With no annotations provided, the description carries the full burden. It transparently states the tool captures a screenshot and console logs in a single call, and mentions the delay parameter to allow dynamic content to render. It does not disclose potential side effects or whether the tool is read-only, but overall it adequately describes its behavior.

Agents need to know what a tool does to the world before calling it. Descriptions should go beyond structured annotations to explain consequences.

Conciseness5/5

Is the description appropriately sized, front-loaded, and free of redundancy?

The description consists of two sentences in the first paragraph stating the primary purpose, followed by a second paragraph providing context. It is front-loaded, uses minimal words, and every sentence adds value without redundancy.

Shorter descriptions cost fewer tokens and are easier for agents to parse. Every sentence should earn its place.

Completeness4/5

Given the tool's complexity, does the description cover enough for an agent to succeed on first attempt?

Given the complexity of 9 parameters and no output schema, the description is largely complete. It explains the why (diagnosing hidden JS errors) and what (screenshot + console logs). It could benefit from mentioning the return format or disk saving behavior, but the schema covers the latter, and the tool's context signal indicates no output schema, so the description adequately compensates.

Complex tools with many parameters or behaviors need more documentation. Simple tools need less. This dimension scales expectations accordingly.

Parameters3/5

Does the description clarify parameter syntax, constraints, interactions, or defaults beyond what the schema provides?

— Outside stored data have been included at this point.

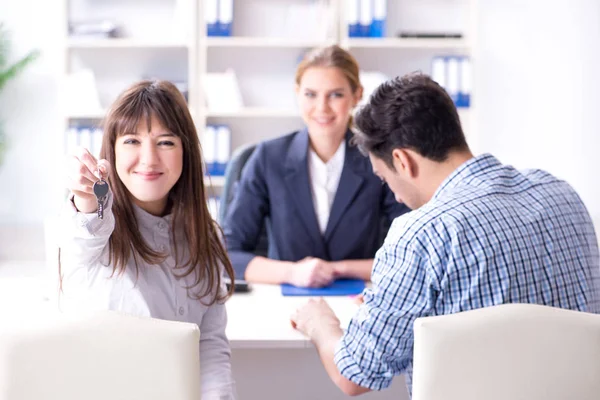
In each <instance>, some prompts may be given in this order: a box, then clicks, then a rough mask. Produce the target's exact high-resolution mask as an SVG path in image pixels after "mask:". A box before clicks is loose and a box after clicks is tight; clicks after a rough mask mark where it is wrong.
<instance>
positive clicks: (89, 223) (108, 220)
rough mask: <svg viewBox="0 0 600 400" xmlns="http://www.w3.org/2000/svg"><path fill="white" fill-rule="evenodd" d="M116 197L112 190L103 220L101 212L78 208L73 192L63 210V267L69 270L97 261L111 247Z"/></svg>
mask: <svg viewBox="0 0 600 400" xmlns="http://www.w3.org/2000/svg"><path fill="white" fill-rule="evenodd" d="M112 202H113V196H112V193H111V192H109V194H108V198H107V200H106V204H105V206H104V215H103V219H100V218H98V213H96V212H93V213H89V214H85V213H81V212H79V211H77V209H76V208H75V205H74V204H73V196H72V195H71V196H70V198H69V200H68V201H67V204H65V206H64V208H63V211H62V213H61V221H62V226H61V232H60V240H59V243H60V248H61V254H60V255H61V267H62V270H63V272H65V273H67V272H68V270H69V269H73V268H77V267H79V266H89V265H93V264H95V263H96V261H97V260H98V259H99V258H100V256H101V255H102V252H103V251H104V250H105V248H107V245H108V240H109V239H110V235H112V233H113V231H114V228H115V217H114V214H113V212H112Z"/></svg>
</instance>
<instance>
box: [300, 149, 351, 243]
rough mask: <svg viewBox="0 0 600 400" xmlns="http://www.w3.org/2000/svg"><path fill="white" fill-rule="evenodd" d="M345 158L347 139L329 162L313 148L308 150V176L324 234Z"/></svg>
mask: <svg viewBox="0 0 600 400" xmlns="http://www.w3.org/2000/svg"><path fill="white" fill-rule="evenodd" d="M345 158H346V141H345V140H342V143H340V146H339V147H338V149H337V150H336V152H335V153H334V155H333V157H331V158H330V159H329V161H327V162H323V160H321V159H320V158H319V156H318V155H317V153H315V152H314V151H313V150H312V149H310V148H309V150H308V176H309V177H310V186H311V191H312V199H313V207H314V209H315V214H316V216H317V222H318V223H319V229H320V230H321V234H324V233H325V230H326V229H327V223H328V222H329V214H330V213H331V206H332V204H333V199H334V198H335V193H336V192H337V188H338V186H339V184H340V178H341V176H342V170H343V169H344V160H345Z"/></svg>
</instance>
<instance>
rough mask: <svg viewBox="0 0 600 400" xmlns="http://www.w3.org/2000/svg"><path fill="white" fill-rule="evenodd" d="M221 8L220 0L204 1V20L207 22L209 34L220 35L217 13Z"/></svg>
mask: <svg viewBox="0 0 600 400" xmlns="http://www.w3.org/2000/svg"><path fill="white" fill-rule="evenodd" d="M218 9H219V0H205V1H204V21H205V22H206V34H207V35H208V36H218V35H219V29H218V25H217V21H218V19H217V15H218V14H217V13H218Z"/></svg>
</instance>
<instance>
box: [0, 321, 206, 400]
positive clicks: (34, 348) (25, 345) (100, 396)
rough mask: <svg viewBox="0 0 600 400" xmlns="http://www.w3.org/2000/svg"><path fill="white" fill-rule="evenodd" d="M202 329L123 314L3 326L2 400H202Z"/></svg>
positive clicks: (2, 348)
mask: <svg viewBox="0 0 600 400" xmlns="http://www.w3.org/2000/svg"><path fill="white" fill-rule="evenodd" d="M199 338H200V332H199V330H198V326H197V325H194V324H188V323H182V322H172V321H164V320H158V319H151V318H139V317H133V316H127V315H122V314H119V313H116V312H99V313H94V314H88V315H78V316H73V315H70V316H68V315H62V314H60V313H58V312H47V313H44V314H40V315H38V316H37V317H35V318H33V317H32V316H31V315H29V316H26V317H24V318H21V319H20V320H18V319H16V320H12V321H11V322H9V323H6V321H4V322H3V323H2V324H1V325H0V400H35V399H45V400H81V399H86V400H101V399H102V400H106V399H111V400H117V399H122V400H134V399H140V400H142V399H143V400H159V399H160V400H164V399H170V400H198V399H199V398H200V362H199V353H198V346H199Z"/></svg>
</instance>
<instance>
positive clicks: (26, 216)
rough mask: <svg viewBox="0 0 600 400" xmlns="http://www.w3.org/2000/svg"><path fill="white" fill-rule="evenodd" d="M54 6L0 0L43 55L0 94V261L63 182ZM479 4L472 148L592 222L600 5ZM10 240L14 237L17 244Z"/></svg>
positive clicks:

The input schema has 100% description coverage for its 9 parameters. The description does not add additional semantics beyond what the schema already provides, which is acceptable. Following the guidelines, this earns a baseline score of 3.

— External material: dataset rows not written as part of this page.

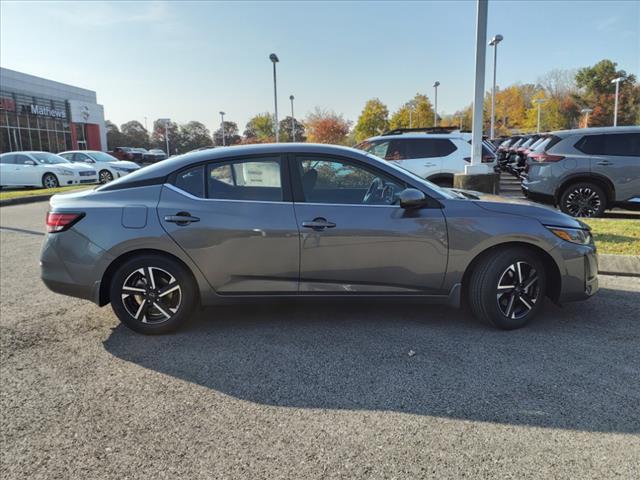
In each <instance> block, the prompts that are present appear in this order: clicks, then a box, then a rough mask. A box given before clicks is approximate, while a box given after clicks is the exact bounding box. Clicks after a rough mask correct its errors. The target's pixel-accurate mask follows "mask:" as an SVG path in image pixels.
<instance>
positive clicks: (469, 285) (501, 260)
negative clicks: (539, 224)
mask: <svg viewBox="0 0 640 480" xmlns="http://www.w3.org/2000/svg"><path fill="white" fill-rule="evenodd" d="M545 293H546V276H545V271H544V264H543V263H542V262H541V261H540V259H539V258H538V256H537V255H536V254H535V253H534V252H532V251H530V250H528V249H526V248H519V247H511V248H507V249H506V250H503V251H497V252H495V253H493V254H490V255H487V256H485V257H484V258H482V259H481V260H480V262H479V263H478V264H477V265H476V267H475V268H474V271H473V272H472V274H471V277H470V280H469V288H468V294H469V306H470V307H471V311H472V312H473V314H474V315H475V316H476V317H477V318H478V319H480V320H482V321H484V322H486V323H489V324H491V325H494V326H495V327H497V328H501V329H504V330H513V329H516V328H521V327H524V326H525V325H526V324H527V323H529V322H530V321H531V319H533V318H534V317H535V315H536V313H537V312H538V310H539V309H540V308H541V306H542V303H543V300H544V296H545Z"/></svg>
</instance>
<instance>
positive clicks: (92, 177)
mask: <svg viewBox="0 0 640 480" xmlns="http://www.w3.org/2000/svg"><path fill="white" fill-rule="evenodd" d="M97 182H98V173H97V172H96V169H95V168H91V167H89V166H87V165H81V164H76V163H71V162H70V161H68V160H67V159H65V158H62V157H61V156H59V155H55V154H53V153H49V152H11V153H3V154H2V155H0V187H44V188H55V187H62V186H65V185H79V184H83V183H88V184H90V183H97Z"/></svg>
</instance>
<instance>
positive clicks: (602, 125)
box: [576, 60, 640, 127]
mask: <svg viewBox="0 0 640 480" xmlns="http://www.w3.org/2000/svg"><path fill="white" fill-rule="evenodd" d="M617 65H618V64H617V63H616V62H613V61H611V60H601V61H599V62H598V63H596V64H595V65H594V66H592V67H585V68H581V69H580V70H578V73H577V74H576V85H577V86H578V88H580V89H581V91H580V93H579V95H578V97H577V100H578V102H579V103H581V105H582V106H583V107H589V108H592V109H593V112H591V114H590V115H589V126H593V127H596V126H609V125H613V109H614V103H615V84H613V83H611V81H612V80H613V79H615V78H622V79H623V80H622V81H621V82H620V92H619V96H618V125H633V124H634V123H635V121H636V118H637V116H638V115H639V112H638V110H640V90H639V89H638V85H637V83H636V77H635V76H634V75H632V74H628V73H627V72H626V71H624V70H618V69H617Z"/></svg>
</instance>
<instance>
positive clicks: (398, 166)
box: [361, 142, 459, 200]
mask: <svg viewBox="0 0 640 480" xmlns="http://www.w3.org/2000/svg"><path fill="white" fill-rule="evenodd" d="M386 143H389V142H386ZM361 145H362V144H361ZM367 156H369V157H371V158H373V159H374V160H376V161H378V162H384V160H382V159H381V158H379V157H377V156H375V155H373V154H371V153H367ZM384 163H385V165H387V166H389V167H391V168H394V169H396V170H398V171H400V172H402V173H403V174H405V175H408V176H409V177H411V178H412V179H413V180H415V181H416V182H418V183H421V184H423V185H426V186H427V187H429V188H430V189H431V190H435V191H436V192H438V193H439V194H440V195H442V196H443V197H444V198H448V199H450V200H451V199H454V198H459V197H458V195H455V194H454V193H453V192H450V191H449V190H447V189H444V188H442V187H439V186H438V185H436V184H435V183H431V182H430V181H429V180H425V179H424V178H422V177H419V176H418V175H416V174H415V173H413V172H411V171H409V170H407V169H406V168H402V167H401V166H400V165H398V164H397V163H395V162H384Z"/></svg>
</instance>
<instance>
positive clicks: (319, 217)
mask: <svg viewBox="0 0 640 480" xmlns="http://www.w3.org/2000/svg"><path fill="white" fill-rule="evenodd" d="M302 226H303V227H304V228H312V229H313V230H315V231H317V232H318V231H321V230H324V229H325V228H334V227H335V226H336V224H335V223H333V222H328V221H327V219H326V218H322V217H318V218H314V219H313V221H312V222H302Z"/></svg>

Input schemas describe structure but not intent. Descriptions should explain non-obvious parameter relationships and valid value ranges.

Purpose5/5

Does the description clearly state what the tool does and how it differs from similar tools?

The description uses the verb 'Inspect' and clearly identifies the resource as a 'running web app'. It specifies the dual purpose of capturing screenshots and browser console logs, distinguishing it from sibling tools that likely focus on listing or retrieving items without interactive inspection.

Agents choose between tools based on descriptions. A clear purpose with a specific verb and resource helps agents select the right tool.

Usage Guidelines4/5

Does the description explain when to use this tool, when not to, or what alternatives exist?

The description provides clear context for when to use the tool: to diagnose rendering issues, JavaScript errors, and runtime warnings that are invisible to users and LLMs. It implicitly guides usage by highlighting hidden errors in web apps and custom components. However, it does not mention when not to use it or provide explicit alternatives among siblings.

Agents often have multiple tools that could apply. Explicit usage guidance like "use X instead of Y when Z" prevents misuse.